Covid-19, siber suçluların kimlik avı ve dolandırıcılık çabalarını önemli ölçüde desteklemeye devam ediyor. Pandemi süreci içerisinde kimlik avı saldırılarının yüzde 220 arttığını aktaran WatchGuard Türkiye ve Yunanistan Ülke Müdürü Yusuf Evmez, kötü amaçlı yazılımların çoğunun uç noktalara kolaylıkla ulaştığına dikkat çekiyor…
Şirketler pandemi boyunca kimlik avı saldırıları karşısında korumasız kaldı. Bunun farkında olan birçok siber saldırganın da bu süreçte saldırılarını artırdığı görülüyor. Öyle ki yapılan araştırmalar, pandemi süreci içerisinde kimlik avı saldırılarının yüzde 220 arttığını gösteriyor. Özellikle geleneksel imza tabanlı kötü amaçlı yazılımlara karşı koruma hizmetlerini alt edebilen hackerlerin siber güvenlik çözümlerinden uzak kalan şirketleri kolaylıkla hezimete uğratabildiğine dikkat çeken WatchGuard Türkiye ve Yunanistan Ülke Müdürü Yusuf Evmez, çok faktörlü kimlik doğrulama ve uç nokta tespit ve yanıt sistemlerinin, çoğu siber saldırının gerçekleşmesine engel olduğunu dile getiriyor.
Kimlik Avı Saldırılarının %72’sinde HTTPS Sertifikaları Kullanılıyor
Hackerlerin kimlik avı saldırılarında şifrelemeden yararlandığını ve saldırıların yüzde 72’sinde kurbanları kandırmak için geçerli HTTPS sertifikalarını kullandığını aktaran Yusuf Evmez, “Siber saldırganlar otomasyondan yararlandıkça kimlik avı saldırıları giderek daha karmaşık hale geliyor. Özellikle toplu olarak kötü amaçlı e-posta gönderebilmek için bir süredir otomatik araçlar kullandılar ancak artık hedef odaklı kimlik avı e-postalarını kişiselleştirmek ve hedeflemek için ihtiyaç duydukları istihbarat toplamayı da otomatikleştirebiliyorlar. Ancak bu nokta da iyi savunmalar var. DNS güvenlik duvarları barındırılan kötü amaçlı yazılımlara, kontrol sunucularına ya da bilinen kimlik bilgisi avı sitelerine bağlantılı olanları etkisiz hale getirebilir, kötü amaçlı yazılımdan koruma motorları kötü amaçlı yükleri algılayabilir ve izole edebilir. Kullanıcı eğitimi ise çalışanlarınızın ilk etapta tehlikeli kimlik avı girişimlerinin kurbanı olmaktan kaçınmasına yardımcı olabilir” ifadelerinde bulunuyor.

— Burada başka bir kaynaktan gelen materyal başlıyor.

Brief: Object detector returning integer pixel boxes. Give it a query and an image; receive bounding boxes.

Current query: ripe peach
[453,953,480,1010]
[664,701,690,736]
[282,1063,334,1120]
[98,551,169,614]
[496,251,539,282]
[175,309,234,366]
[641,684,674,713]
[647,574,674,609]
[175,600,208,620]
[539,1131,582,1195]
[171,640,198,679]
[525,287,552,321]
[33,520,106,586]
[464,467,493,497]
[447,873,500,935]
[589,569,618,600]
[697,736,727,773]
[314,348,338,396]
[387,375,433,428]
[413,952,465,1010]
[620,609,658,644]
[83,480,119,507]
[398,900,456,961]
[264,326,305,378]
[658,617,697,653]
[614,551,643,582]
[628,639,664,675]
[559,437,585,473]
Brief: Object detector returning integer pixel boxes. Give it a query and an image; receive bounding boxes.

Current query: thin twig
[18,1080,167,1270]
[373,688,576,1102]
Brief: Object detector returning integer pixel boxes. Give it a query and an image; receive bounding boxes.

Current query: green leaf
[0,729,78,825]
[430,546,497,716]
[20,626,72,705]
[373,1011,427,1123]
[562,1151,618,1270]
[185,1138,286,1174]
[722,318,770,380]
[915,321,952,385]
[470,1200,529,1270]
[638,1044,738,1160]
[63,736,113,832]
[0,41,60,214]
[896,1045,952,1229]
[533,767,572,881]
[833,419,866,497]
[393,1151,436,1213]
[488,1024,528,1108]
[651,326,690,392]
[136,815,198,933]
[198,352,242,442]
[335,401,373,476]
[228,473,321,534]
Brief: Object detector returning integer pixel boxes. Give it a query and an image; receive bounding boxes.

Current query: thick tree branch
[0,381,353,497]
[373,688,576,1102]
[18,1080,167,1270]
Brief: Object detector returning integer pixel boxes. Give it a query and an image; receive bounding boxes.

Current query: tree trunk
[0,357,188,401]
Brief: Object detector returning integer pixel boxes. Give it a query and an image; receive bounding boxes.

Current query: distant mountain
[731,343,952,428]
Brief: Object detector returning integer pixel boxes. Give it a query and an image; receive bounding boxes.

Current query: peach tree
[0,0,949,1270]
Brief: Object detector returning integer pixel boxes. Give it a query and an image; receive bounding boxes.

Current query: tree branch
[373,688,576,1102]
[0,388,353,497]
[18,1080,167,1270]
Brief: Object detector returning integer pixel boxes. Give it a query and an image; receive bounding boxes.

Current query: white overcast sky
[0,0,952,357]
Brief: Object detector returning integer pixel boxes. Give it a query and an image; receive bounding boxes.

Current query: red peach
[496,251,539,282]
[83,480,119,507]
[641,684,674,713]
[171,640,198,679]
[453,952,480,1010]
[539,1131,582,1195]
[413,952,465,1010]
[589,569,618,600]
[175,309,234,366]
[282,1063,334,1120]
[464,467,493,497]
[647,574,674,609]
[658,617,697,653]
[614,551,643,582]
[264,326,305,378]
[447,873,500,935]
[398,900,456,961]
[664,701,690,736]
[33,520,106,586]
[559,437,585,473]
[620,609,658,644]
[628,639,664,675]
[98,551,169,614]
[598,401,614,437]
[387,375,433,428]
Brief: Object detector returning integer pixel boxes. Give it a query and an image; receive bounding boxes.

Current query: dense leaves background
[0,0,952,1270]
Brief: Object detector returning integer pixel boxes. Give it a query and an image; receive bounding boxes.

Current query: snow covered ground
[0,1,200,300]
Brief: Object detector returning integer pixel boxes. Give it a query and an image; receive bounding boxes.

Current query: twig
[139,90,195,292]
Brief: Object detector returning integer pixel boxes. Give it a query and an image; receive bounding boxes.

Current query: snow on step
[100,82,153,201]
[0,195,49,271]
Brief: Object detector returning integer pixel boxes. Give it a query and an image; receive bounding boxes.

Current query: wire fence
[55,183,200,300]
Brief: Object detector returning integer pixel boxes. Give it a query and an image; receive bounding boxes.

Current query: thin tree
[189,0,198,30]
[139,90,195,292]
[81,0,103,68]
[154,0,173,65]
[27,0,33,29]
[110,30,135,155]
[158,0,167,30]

Uç Noktaları Korumak Şirketlerin Öncelikleri Arasında Olmalı!
Siber güvenlik tehditleri son zamanlarda sıklıkla değişirken uç nokta güvenliği de devamlılığını giderek artıran unsurlardan birini oluşturuyor. Aslında hackerler gelişiyor, sistemler güncelleniyor ve korunuyor ama değişen şey, saldırganların uç noktaları nasıl tehlikeye attığı oluyor. Hackerlerin günümüzde gerekli çözümleri uygulamayan birçok şirkete yakalanmadan uç noktalara eriştiğine ve tüm siber güvenlik korumalarını alt üst edebildiğine dikkat çeken WatchGuard Türkiye ve Yunanistan Ülke Müdürü Yusuf Evmez, yine burada kilit noktanın kimlik avı ile başladığına ve bununla ilişkili uzaktan erişim sağlayabildikleri trojanlarla sistemlere sızabildiklerini aktarıyor. Şirketlerin bu aşamada uç nokta tespit ve yanıt hizmetlerinden faydalanması gerektiğini belirten Evmez, Panda Adaptive Defense ve Panda Adaptive Defense 360 çözümleri sayesinde şirketlerin, çeşitli güvenlik açığından yararlanan, bilinen veya bilinmeyen herhangi bir çeşit truva atı veya kötü amaçlı yazılıma karşı korunduğunu, çalışanlar kimlik avı içeren e-postayı açıp belgeler indirseler bile herhangi bir zarar ile karşılaşmadığını aktarırken, çok faktörlü kimlik doğrulama çözümleri ile daha da güvenli hesaplara ve erişim süreçlerine sahip olduklarını dile getiriyor.